Create a new file in screeners/, for example screeners/my_screener.py,
containing a subclass of BaseScanner:
from backend.scanner_base import BaseScanner
class MyScanner(BaseScanner):
SCREENER = {
"key": "my_screener",
"name": "My Screener",
"description": "What this scans for in one sentence.",
"universe": "hemant_super_45", # or any other universe key
"timeframe": "daily",
"lookback_days": 200,
"default_params": {"period": 20},
}
EXTRA_RESULT_COLUMNS = ["my_indicator_value"] # added to the common schema
def compute_signal(self, symbol, candles, params):
frame = self.prepare_candles(candles)
period = self.coerce_param(params, "period", int)

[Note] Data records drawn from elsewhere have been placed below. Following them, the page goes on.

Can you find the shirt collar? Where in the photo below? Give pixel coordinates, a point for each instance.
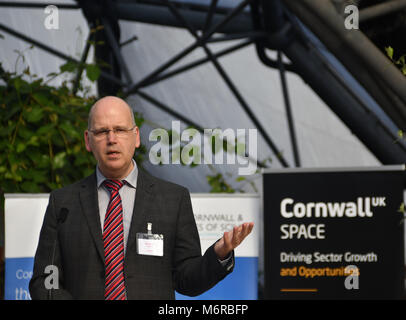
(130, 180)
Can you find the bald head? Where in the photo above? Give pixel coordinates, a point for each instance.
(109, 102)
(112, 136)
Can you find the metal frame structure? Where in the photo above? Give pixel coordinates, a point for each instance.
(267, 24)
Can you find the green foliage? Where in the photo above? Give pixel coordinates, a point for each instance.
(42, 134)
(218, 184)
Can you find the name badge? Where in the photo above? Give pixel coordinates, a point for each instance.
(150, 244)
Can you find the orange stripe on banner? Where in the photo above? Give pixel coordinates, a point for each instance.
(299, 290)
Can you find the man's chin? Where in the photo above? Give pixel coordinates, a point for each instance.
(114, 169)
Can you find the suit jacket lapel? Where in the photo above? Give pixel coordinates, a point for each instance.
(90, 206)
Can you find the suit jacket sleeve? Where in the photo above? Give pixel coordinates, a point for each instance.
(48, 253)
(194, 273)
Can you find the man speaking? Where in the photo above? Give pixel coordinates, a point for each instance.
(121, 233)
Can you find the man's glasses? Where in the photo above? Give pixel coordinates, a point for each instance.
(118, 132)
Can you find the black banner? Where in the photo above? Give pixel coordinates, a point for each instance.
(334, 234)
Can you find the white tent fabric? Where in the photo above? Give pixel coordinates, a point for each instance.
(200, 94)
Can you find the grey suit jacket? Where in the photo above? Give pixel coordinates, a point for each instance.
(74, 245)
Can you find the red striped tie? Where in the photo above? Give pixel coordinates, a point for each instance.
(113, 239)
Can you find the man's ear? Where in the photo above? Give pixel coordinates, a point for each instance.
(87, 142)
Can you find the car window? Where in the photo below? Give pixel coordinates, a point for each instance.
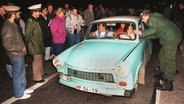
(109, 30)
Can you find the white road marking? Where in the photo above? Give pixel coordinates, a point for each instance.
(34, 87)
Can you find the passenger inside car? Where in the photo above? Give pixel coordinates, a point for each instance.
(127, 34)
(102, 31)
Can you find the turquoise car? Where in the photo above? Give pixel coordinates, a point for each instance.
(109, 65)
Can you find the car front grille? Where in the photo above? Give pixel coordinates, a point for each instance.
(101, 77)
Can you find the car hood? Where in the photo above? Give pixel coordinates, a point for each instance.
(98, 55)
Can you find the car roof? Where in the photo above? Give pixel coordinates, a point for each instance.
(118, 19)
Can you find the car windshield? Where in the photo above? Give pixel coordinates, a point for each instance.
(111, 30)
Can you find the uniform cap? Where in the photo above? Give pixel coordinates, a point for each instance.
(11, 8)
(35, 7)
(144, 12)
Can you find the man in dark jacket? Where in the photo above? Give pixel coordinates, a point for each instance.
(169, 36)
(15, 49)
(47, 37)
(34, 41)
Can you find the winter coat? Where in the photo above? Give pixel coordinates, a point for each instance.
(58, 30)
(34, 37)
(162, 28)
(47, 37)
(12, 40)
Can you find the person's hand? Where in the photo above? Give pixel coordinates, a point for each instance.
(93, 34)
(24, 49)
(75, 27)
(137, 32)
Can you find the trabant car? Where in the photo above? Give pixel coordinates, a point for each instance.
(106, 65)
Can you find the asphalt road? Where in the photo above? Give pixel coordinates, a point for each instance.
(54, 93)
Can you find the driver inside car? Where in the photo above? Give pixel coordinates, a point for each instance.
(127, 34)
(102, 32)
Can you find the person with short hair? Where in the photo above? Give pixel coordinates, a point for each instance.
(169, 36)
(58, 31)
(74, 22)
(47, 37)
(102, 32)
(15, 49)
(34, 42)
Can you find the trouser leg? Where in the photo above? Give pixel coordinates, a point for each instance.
(37, 67)
(18, 76)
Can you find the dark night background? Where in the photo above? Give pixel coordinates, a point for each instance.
(83, 3)
(154, 5)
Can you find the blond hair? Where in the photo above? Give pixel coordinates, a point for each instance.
(59, 10)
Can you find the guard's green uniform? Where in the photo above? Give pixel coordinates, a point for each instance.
(169, 36)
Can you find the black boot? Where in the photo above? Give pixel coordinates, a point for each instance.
(166, 86)
(158, 74)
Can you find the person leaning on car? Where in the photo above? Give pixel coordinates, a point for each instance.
(102, 31)
(15, 49)
(169, 36)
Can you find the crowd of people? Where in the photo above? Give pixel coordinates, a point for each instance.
(47, 32)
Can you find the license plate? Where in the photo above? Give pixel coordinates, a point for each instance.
(66, 78)
(87, 89)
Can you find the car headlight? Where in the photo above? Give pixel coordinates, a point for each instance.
(122, 70)
(58, 63)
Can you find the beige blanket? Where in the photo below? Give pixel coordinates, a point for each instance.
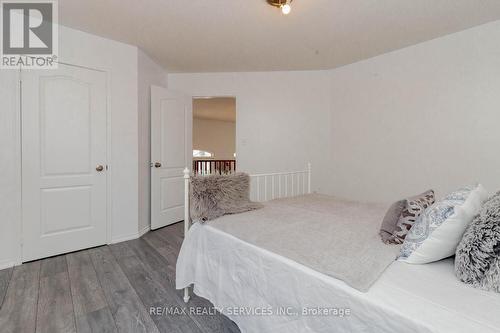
(332, 236)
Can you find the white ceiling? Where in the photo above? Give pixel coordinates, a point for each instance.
(216, 108)
(250, 35)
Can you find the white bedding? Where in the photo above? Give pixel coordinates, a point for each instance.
(421, 298)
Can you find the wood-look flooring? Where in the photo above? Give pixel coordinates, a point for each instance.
(115, 288)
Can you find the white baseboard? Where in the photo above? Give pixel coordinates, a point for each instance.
(8, 263)
(144, 230)
(125, 238)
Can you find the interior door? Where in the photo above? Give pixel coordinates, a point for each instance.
(63, 160)
(171, 152)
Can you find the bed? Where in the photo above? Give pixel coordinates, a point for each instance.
(263, 291)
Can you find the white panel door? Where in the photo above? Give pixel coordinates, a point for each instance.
(63, 160)
(171, 152)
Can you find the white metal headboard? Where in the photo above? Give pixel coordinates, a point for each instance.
(263, 187)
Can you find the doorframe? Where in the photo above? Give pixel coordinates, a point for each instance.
(235, 123)
(19, 162)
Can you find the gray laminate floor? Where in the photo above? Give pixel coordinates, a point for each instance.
(125, 287)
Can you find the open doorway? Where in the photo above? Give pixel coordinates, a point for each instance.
(214, 135)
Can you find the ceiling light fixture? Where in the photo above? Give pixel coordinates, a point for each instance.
(284, 5)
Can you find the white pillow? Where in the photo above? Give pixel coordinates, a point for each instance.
(438, 231)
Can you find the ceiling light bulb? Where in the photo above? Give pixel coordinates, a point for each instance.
(286, 8)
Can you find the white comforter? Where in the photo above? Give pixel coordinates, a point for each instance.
(239, 277)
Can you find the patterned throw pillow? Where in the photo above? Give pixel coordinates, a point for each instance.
(439, 229)
(415, 206)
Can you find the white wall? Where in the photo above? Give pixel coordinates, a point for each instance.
(282, 117)
(120, 63)
(149, 73)
(215, 136)
(10, 169)
(427, 116)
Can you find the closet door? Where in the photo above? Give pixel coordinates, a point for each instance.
(171, 152)
(63, 160)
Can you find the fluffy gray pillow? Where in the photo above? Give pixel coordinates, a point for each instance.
(217, 195)
(415, 206)
(390, 221)
(477, 260)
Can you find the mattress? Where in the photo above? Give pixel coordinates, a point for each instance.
(265, 292)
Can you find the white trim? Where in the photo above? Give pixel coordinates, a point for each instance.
(8, 263)
(144, 230)
(125, 238)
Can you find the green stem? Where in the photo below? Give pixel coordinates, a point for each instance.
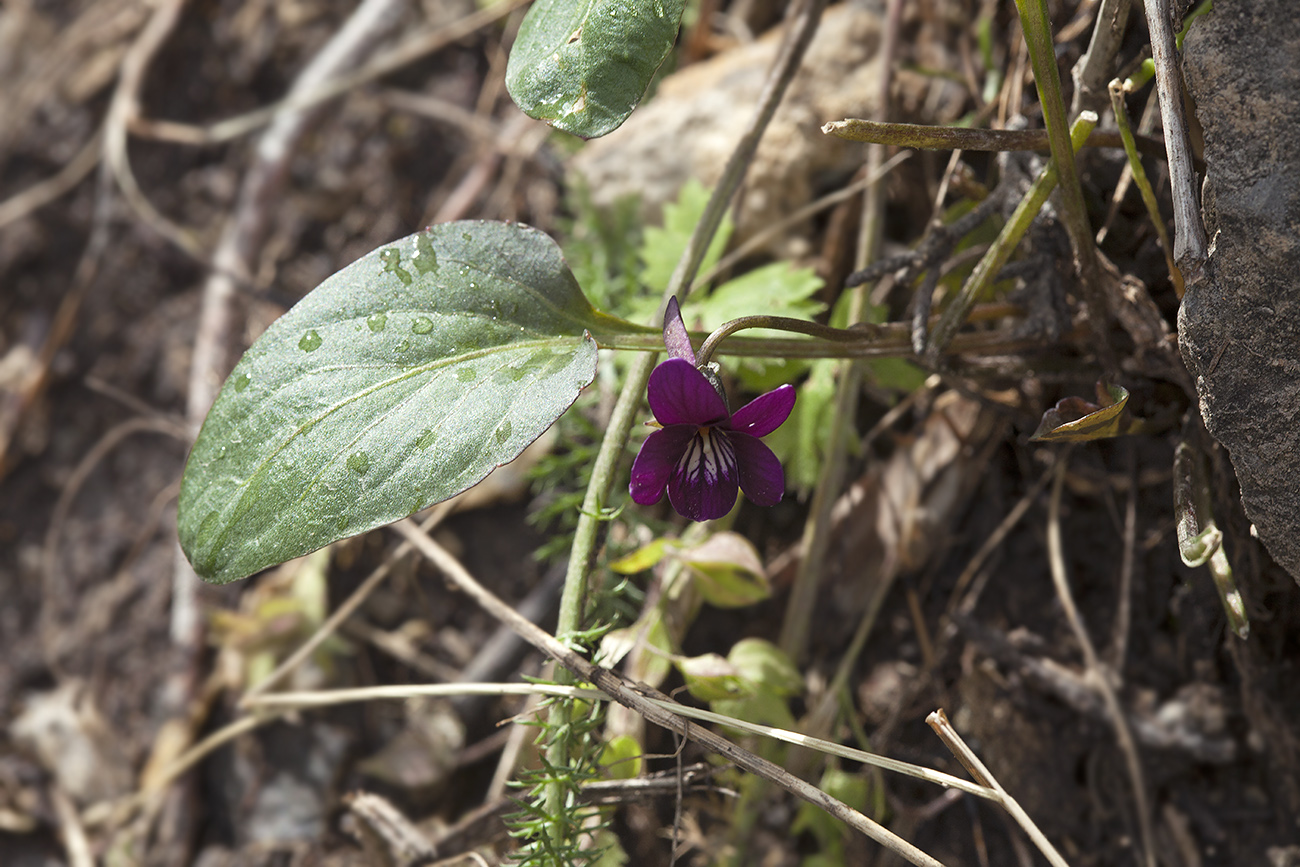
(781, 324)
(997, 255)
(797, 623)
(1148, 195)
(1038, 37)
(612, 446)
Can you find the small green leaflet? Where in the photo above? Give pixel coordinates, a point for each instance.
(398, 382)
(583, 65)
(1078, 420)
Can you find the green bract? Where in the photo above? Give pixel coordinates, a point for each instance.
(583, 65)
(402, 380)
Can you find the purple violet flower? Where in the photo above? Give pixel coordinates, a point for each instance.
(702, 451)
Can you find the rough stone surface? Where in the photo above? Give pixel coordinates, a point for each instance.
(1240, 329)
(694, 118)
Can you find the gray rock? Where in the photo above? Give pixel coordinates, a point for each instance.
(1239, 330)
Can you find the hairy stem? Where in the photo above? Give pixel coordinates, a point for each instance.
(603, 472)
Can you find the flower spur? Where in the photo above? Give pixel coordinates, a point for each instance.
(703, 452)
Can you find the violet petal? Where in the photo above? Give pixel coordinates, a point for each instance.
(703, 482)
(766, 412)
(655, 462)
(675, 337)
(761, 475)
(679, 394)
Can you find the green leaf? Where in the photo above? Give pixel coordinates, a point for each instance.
(661, 248)
(766, 666)
(641, 559)
(1078, 420)
(711, 679)
(622, 757)
(398, 382)
(778, 289)
(727, 571)
(583, 65)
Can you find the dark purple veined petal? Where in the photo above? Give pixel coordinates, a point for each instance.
(765, 414)
(703, 482)
(679, 394)
(675, 337)
(655, 462)
(761, 475)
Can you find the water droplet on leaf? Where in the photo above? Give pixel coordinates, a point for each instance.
(311, 342)
(424, 259)
(391, 259)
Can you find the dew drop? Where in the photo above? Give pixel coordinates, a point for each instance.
(424, 259)
(391, 259)
(311, 342)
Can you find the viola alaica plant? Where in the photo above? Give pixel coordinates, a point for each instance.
(702, 451)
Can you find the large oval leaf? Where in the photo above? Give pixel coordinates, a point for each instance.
(583, 65)
(402, 380)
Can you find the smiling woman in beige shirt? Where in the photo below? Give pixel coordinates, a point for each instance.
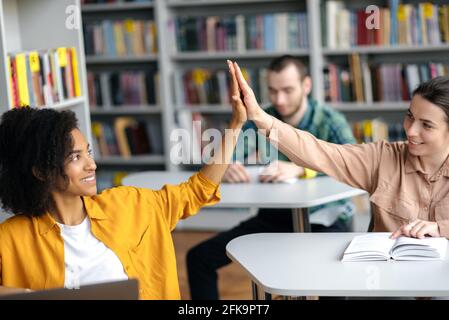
(408, 181)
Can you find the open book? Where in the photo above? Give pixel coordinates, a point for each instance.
(379, 246)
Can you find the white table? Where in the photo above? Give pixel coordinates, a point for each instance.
(309, 264)
(298, 196)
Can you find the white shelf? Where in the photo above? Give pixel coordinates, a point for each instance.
(133, 160)
(120, 60)
(250, 54)
(196, 3)
(385, 49)
(116, 6)
(67, 104)
(370, 107)
(205, 108)
(131, 110)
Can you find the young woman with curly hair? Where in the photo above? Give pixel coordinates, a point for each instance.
(64, 234)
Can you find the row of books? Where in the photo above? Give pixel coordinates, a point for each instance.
(126, 137)
(109, 178)
(121, 38)
(271, 32)
(109, 89)
(400, 24)
(211, 86)
(392, 82)
(112, 1)
(373, 130)
(43, 78)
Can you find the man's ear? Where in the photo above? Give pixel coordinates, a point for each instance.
(37, 174)
(307, 85)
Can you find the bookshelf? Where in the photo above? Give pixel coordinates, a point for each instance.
(22, 26)
(144, 58)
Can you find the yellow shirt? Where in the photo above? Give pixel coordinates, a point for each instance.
(135, 223)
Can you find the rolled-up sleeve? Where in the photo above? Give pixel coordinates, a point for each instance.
(355, 165)
(185, 199)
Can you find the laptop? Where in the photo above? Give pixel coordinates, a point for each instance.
(119, 290)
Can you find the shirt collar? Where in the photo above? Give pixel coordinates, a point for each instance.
(307, 117)
(46, 222)
(412, 164)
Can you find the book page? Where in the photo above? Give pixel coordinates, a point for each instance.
(429, 248)
(371, 246)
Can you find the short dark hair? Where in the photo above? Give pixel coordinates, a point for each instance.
(34, 144)
(280, 63)
(436, 91)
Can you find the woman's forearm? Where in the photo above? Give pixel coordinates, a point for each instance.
(218, 164)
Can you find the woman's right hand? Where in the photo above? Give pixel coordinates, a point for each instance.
(253, 110)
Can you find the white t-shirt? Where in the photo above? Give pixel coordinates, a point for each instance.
(88, 260)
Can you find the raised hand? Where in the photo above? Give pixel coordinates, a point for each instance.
(253, 110)
(239, 114)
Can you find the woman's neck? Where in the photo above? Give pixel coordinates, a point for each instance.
(434, 163)
(68, 210)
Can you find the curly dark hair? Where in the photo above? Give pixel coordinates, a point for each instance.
(34, 144)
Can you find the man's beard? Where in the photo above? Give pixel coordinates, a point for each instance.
(298, 107)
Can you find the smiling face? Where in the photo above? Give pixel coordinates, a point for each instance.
(79, 168)
(427, 129)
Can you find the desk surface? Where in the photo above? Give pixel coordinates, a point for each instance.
(302, 194)
(309, 264)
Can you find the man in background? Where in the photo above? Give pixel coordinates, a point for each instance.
(289, 86)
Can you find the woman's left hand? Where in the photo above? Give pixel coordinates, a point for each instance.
(418, 229)
(239, 115)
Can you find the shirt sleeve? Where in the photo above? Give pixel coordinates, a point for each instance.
(355, 165)
(185, 199)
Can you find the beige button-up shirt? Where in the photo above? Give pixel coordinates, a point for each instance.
(400, 189)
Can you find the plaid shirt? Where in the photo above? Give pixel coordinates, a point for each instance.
(323, 122)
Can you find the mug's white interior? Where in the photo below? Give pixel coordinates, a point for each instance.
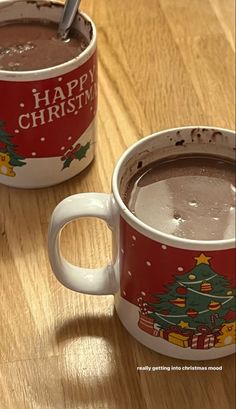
(44, 10)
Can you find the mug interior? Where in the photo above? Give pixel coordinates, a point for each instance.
(163, 145)
(51, 11)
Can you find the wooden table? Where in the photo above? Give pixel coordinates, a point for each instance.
(162, 63)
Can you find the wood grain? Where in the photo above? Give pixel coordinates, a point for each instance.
(162, 63)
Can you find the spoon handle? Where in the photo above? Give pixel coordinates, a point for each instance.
(67, 18)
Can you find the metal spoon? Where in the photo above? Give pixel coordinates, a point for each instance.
(67, 18)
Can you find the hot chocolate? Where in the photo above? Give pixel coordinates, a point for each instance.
(192, 197)
(33, 44)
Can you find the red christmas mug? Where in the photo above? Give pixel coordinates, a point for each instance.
(47, 116)
(174, 295)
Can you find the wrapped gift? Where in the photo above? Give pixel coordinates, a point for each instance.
(204, 338)
(177, 335)
(156, 330)
(146, 323)
(179, 339)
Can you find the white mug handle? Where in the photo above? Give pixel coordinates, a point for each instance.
(84, 280)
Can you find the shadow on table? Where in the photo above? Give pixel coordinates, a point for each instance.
(99, 363)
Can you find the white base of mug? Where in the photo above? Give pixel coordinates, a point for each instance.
(45, 172)
(129, 316)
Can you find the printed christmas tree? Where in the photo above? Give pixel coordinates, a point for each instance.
(8, 148)
(200, 296)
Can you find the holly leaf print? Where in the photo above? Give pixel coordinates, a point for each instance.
(67, 163)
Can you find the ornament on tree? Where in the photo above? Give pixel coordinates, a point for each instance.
(9, 158)
(183, 324)
(202, 259)
(179, 302)
(206, 287)
(214, 305)
(192, 313)
(165, 312)
(143, 306)
(181, 290)
(189, 291)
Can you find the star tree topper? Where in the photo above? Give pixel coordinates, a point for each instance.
(202, 259)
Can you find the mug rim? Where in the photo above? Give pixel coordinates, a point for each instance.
(59, 69)
(149, 231)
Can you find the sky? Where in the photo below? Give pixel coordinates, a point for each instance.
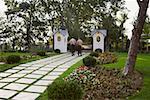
(131, 5)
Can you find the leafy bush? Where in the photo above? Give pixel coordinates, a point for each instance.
(98, 50)
(107, 57)
(2, 59)
(41, 53)
(57, 50)
(65, 90)
(81, 75)
(89, 61)
(95, 54)
(13, 59)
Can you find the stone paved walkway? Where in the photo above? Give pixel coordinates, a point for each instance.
(28, 81)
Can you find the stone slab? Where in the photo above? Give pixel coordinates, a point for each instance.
(43, 82)
(49, 77)
(26, 96)
(25, 71)
(55, 73)
(25, 81)
(36, 76)
(3, 84)
(12, 71)
(40, 72)
(37, 65)
(17, 75)
(19, 67)
(60, 70)
(9, 79)
(25, 65)
(7, 93)
(46, 69)
(15, 86)
(37, 89)
(32, 68)
(3, 74)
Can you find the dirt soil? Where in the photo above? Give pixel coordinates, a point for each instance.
(111, 84)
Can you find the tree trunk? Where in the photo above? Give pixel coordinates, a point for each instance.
(136, 34)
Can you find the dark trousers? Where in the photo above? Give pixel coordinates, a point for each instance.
(79, 49)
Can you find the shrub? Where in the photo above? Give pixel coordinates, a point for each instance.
(81, 75)
(57, 50)
(89, 61)
(65, 90)
(41, 53)
(2, 59)
(107, 57)
(98, 50)
(95, 54)
(13, 59)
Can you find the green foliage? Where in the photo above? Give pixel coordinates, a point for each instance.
(110, 83)
(65, 90)
(81, 75)
(41, 53)
(89, 61)
(13, 59)
(57, 51)
(94, 54)
(107, 57)
(98, 50)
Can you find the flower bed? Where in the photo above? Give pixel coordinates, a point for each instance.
(100, 83)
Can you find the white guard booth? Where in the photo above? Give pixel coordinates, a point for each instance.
(60, 40)
(98, 39)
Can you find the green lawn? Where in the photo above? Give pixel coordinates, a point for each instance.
(143, 65)
(4, 67)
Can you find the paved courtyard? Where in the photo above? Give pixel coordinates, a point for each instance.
(28, 81)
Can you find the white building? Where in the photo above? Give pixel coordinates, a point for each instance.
(98, 39)
(60, 40)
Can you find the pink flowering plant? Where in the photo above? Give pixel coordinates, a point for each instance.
(82, 75)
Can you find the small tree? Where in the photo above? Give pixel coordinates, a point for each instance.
(136, 35)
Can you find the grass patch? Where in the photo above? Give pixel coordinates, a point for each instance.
(44, 96)
(4, 67)
(143, 65)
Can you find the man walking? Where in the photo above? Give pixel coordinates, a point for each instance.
(72, 44)
(79, 46)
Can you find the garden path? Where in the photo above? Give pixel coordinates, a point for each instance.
(28, 81)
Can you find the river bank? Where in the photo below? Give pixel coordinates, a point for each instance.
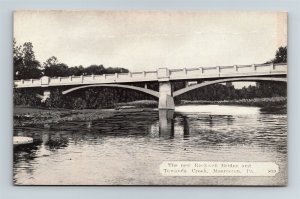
(33, 116)
(260, 102)
(30, 116)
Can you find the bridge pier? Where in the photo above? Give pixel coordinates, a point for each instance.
(46, 95)
(166, 100)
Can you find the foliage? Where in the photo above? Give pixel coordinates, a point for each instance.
(25, 64)
(27, 67)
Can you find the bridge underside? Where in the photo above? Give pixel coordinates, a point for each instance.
(166, 95)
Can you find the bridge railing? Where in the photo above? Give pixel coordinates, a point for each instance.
(162, 74)
(228, 71)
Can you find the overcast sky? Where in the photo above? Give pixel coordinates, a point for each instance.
(146, 40)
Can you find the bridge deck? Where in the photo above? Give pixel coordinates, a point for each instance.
(162, 74)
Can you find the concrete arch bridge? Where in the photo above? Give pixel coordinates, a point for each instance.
(165, 77)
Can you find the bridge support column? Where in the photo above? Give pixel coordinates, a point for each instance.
(46, 95)
(166, 100)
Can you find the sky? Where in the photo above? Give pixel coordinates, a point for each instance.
(147, 40)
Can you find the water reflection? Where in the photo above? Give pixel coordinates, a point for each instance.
(166, 123)
(135, 142)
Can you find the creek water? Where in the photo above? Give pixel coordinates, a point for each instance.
(128, 148)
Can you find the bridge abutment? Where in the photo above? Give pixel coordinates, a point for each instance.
(166, 100)
(46, 95)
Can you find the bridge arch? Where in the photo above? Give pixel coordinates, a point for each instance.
(190, 88)
(144, 90)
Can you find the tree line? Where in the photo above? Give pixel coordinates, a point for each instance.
(27, 67)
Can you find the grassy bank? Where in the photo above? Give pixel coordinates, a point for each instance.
(29, 116)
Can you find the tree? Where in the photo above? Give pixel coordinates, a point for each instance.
(281, 55)
(25, 64)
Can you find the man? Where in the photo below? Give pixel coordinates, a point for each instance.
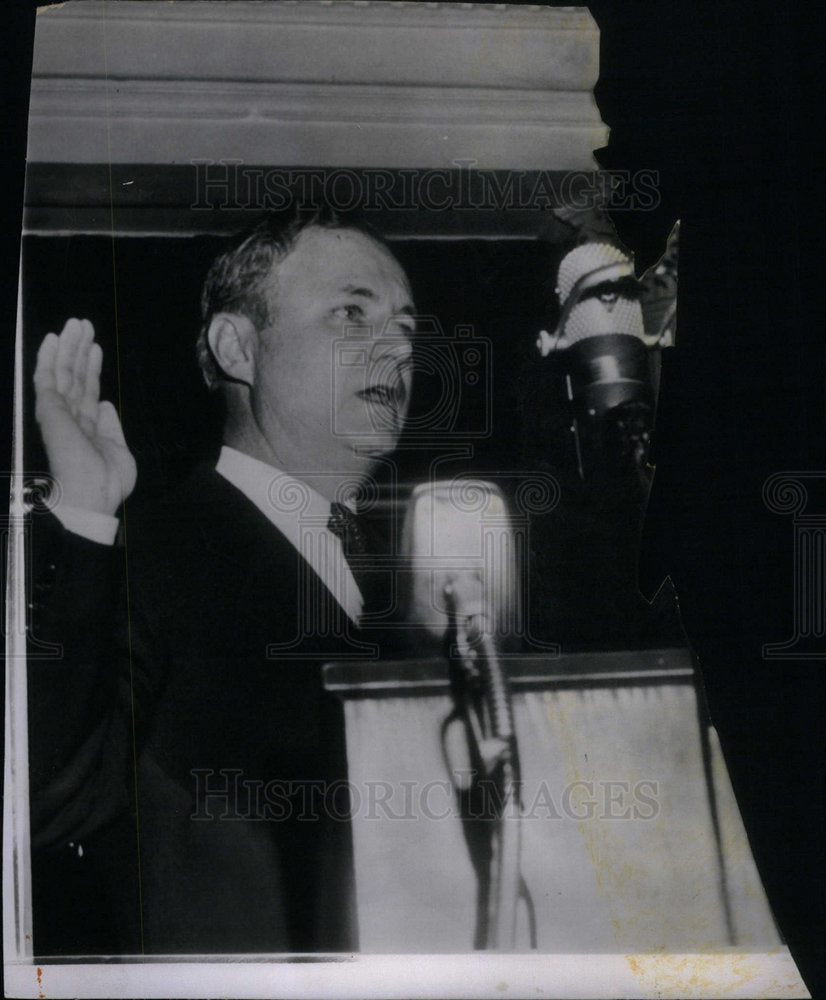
(184, 741)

# ... your strategy logic ...
return None # or a dict matching the common + extra columns
def build_chart(self, candles, params): # optional
...The app discovers the class automatically on the next start — no other file
needs to change. BaseScanner provides the common helpers (prepare_candles,
coerce_param, empty_result, a template run that handles per-symbol
exception capture), plus enforces a common result-schema prefix
(symbol, rating, signal_date, close, reason) that every screener returns.
Use screeners/ema200_14percent_below.py as the simplest template, or
screeners/bollinger_knoxville_buy.py for a more involved example with
multiple indicators and pivot detection.
For backward compatibility the registry also accepts the legacy
module-level contract (SCREENER dict + run(...) function) if you prefer
to write a screener as plain module functions.
Supported universe keys are nifty_100, nifty_500, fno,
hemant_super_45, hemant_good_45, and hemant_good_200. The Hemant lists
live in data/universes/ alongside the other universe CSVs and are mapped to
Dhan cash-equity IDs when universe files are refreshed.
python -m pytest -qReleased under the MIT License.